The SUm of SIngle Effects (SuSiE) model is an extension of single effect regression (SER), where the vector of coefficients has one non-zero entry representing the single effect variable. The SER method is extended to allow for multiple effect variables by writing the vector of coefficients, \(\bf{b}\), as the sum of multiple single-effect vectors, \(\bf{b_1},...,\bf{b_L}\). So instead of just a single \(\bf{b}\) vector, there are now \(L\) of these. I.e.

\[\pmb{y}=\pmb{Xb}+\pmb{e}\] \[\pmb{e} \sim N(0, \sigma^2I_n)\]

So that \(\sigma^2\) is the residual variance.

\[\pmb{b}=\sum_{l=1}^L \pmb{b_l}\] So that there are now \(L\) vectors with one non-zero element.

\[\pmb{b_l}=\pmb{\gamma_l} b_l\]

Non-bold \(b_l\) is a scalar for the effect size of the non-zero element, with

\[b_l \sim N(0, \sigma^2_{0l})\] and \(\pmb\gamma_l\) is a binary vector with exactly one non-zero element.

\[\pmb{\gamma_l} \sim Mult(1, \pmb{\pi})\]

Notice, that \(\sigma^2_{0l}\) can vary among components, and if \(L=1\) then this is just the standard SER model. For now, \(\sigma^2\) (residual variance) and \(\bf{\sigma^2_{0}}\) (prior variance of the non-zero effect) are assumed known, but can be estimated as hyper-parameters using an empirical Bayes approach.

Some of the \(\bf{b_l}\) vectors may be the same (having the same non-zero entry) and thus, at most \(L\) variables have non-zero coefficients in the model.

Two key advantages:

  1. Simple method for computing approximate posterior distributions.

  2. Simple way to calculate credible sets.

    • Each \(\bf{b_l}\) captures only 1 effect, and therefore the posterior distribution on each \(\gamma_l\) can be used to compute credible sets that have high probability of containing an effect variable.

Fitting SuSiE

The authors have developed “Iterative Bayesian Stepwise Selection” (IBSS) to fit the model. This was developed using the fact that if \(\bf{b_1},...,\bf{b_{L-1}}\) are known, then estimating \(\bf{b_L}\) involves fitting the simpler SER model (i.e. subtract the known \(\bf{b}\)s out of \(\bf{y}\) and do SER (single SNP BFs etc)), and thus an iterative approach should be adopted.

Basic idea: Go through \(L\)’s and at each point calculate the residuals (removing all the effects except 1), use the SER model to fit the one we’ve left out and iterate (pretending we know the others).

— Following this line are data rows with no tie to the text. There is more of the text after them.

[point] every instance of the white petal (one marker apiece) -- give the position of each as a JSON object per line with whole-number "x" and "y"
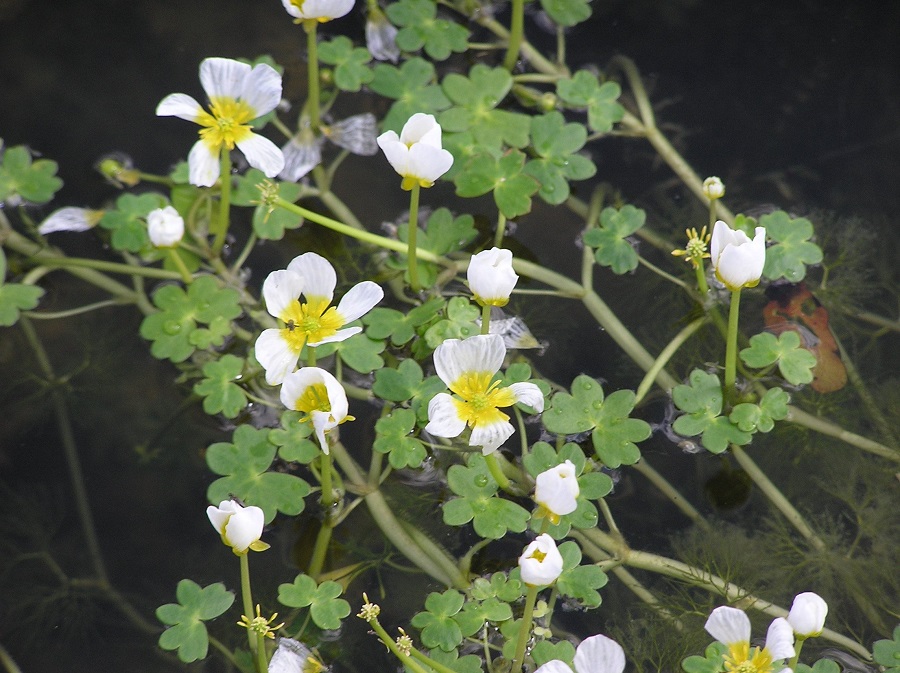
{"x": 263, "y": 154}
{"x": 359, "y": 300}
{"x": 203, "y": 165}
{"x": 223, "y": 77}
{"x": 728, "y": 625}
{"x": 262, "y": 89}
{"x": 179, "y": 105}
{"x": 599, "y": 654}
{"x": 480, "y": 353}
{"x": 282, "y": 289}
{"x": 318, "y": 273}
{"x": 490, "y": 437}
{"x": 443, "y": 419}
{"x": 275, "y": 355}
{"x": 780, "y": 639}
{"x": 528, "y": 394}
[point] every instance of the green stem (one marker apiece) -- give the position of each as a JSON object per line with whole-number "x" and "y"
{"x": 411, "y": 238}
{"x": 731, "y": 346}
{"x": 247, "y": 596}
{"x": 524, "y": 629}
{"x": 312, "y": 64}
{"x": 221, "y": 229}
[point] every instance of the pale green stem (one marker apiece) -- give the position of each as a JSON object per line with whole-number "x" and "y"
{"x": 731, "y": 346}
{"x": 411, "y": 259}
{"x": 247, "y": 597}
{"x": 524, "y": 629}
{"x": 776, "y": 497}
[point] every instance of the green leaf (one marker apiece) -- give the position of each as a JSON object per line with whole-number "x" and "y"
{"x": 793, "y": 250}
{"x": 702, "y": 401}
{"x": 393, "y": 437}
{"x": 609, "y": 239}
{"x": 584, "y": 91}
{"x": 174, "y": 330}
{"x": 186, "y": 631}
{"x": 578, "y": 581}
{"x": 22, "y": 178}
{"x": 325, "y": 607}
{"x": 438, "y": 627}
{"x": 492, "y": 516}
{"x": 567, "y": 12}
{"x": 612, "y": 432}
{"x": 220, "y": 392}
{"x": 15, "y": 298}
{"x": 421, "y": 27}
{"x": 512, "y": 187}
{"x": 244, "y": 466}
{"x": 794, "y": 362}
{"x": 412, "y": 86}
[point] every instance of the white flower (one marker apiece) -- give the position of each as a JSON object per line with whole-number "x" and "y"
{"x": 597, "y": 654}
{"x": 556, "y": 490}
{"x": 165, "y": 227}
{"x": 416, "y": 154}
{"x": 807, "y": 616}
{"x": 240, "y": 527}
{"x": 737, "y": 260}
{"x": 468, "y": 367}
{"x": 237, "y": 94}
{"x": 318, "y": 10}
{"x": 70, "y": 219}
{"x": 491, "y": 277}
{"x": 731, "y": 627}
{"x": 312, "y": 322}
{"x": 320, "y": 396}
{"x": 540, "y": 563}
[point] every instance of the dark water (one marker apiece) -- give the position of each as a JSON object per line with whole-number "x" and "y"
{"x": 792, "y": 105}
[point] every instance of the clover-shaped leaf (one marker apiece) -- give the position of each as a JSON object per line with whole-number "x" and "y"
{"x": 556, "y": 144}
{"x": 702, "y": 401}
{"x": 412, "y": 86}
{"x": 173, "y": 329}
{"x": 186, "y": 631}
{"x": 612, "y": 432}
{"x": 439, "y": 628}
{"x": 578, "y": 581}
{"x": 325, "y": 607}
{"x": 421, "y": 27}
{"x": 491, "y": 515}
{"x": 244, "y": 465}
{"x": 793, "y": 251}
{"x": 15, "y": 298}
{"x": 22, "y": 179}
{"x": 218, "y": 389}
{"x": 712, "y": 661}
{"x": 504, "y": 175}
{"x": 394, "y": 438}
{"x": 584, "y": 91}
{"x": 794, "y": 362}
{"x": 612, "y": 249}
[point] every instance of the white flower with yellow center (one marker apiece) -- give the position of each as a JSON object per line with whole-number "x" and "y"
{"x": 312, "y": 322}
{"x": 320, "y": 396}
{"x": 240, "y": 527}
{"x": 731, "y": 627}
{"x": 416, "y": 154}
{"x": 318, "y": 10}
{"x": 237, "y": 94}
{"x": 468, "y": 367}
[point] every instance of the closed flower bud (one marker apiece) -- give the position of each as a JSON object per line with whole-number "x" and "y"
{"x": 541, "y": 562}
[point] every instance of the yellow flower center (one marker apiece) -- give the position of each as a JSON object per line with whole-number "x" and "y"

This is similar to forward selection, but instead of choosing the single best variable at each step, it computes a distribution on which variable to select, thus capturing uncertainty in the selected variable (which can be used to form credible sets). I.e. for each SNP \(j\) calculate it’s BF and PP, which gives a ‘weight’ on how good that SNP is (some quantification rather than forward selection which just includes the best one). When calculating the residuals, a weighted average of the SNPs is removed. It does this “backwards” as well.

It is shown in the paper that overestimating the value for \(L\) is better than underestimating, so it should be treated as an upper bound on the number of causal SNPs. This doesn’t turn out to be much of a problem, because if there are say 2 effects and we’ve chosen \(L=10\), then the latter 7 posterior probabilities will be spread over a very large number of SNPs as it “doesn’t know where to put it” –> get a very big credible set of not very correlated variants, can just remove these.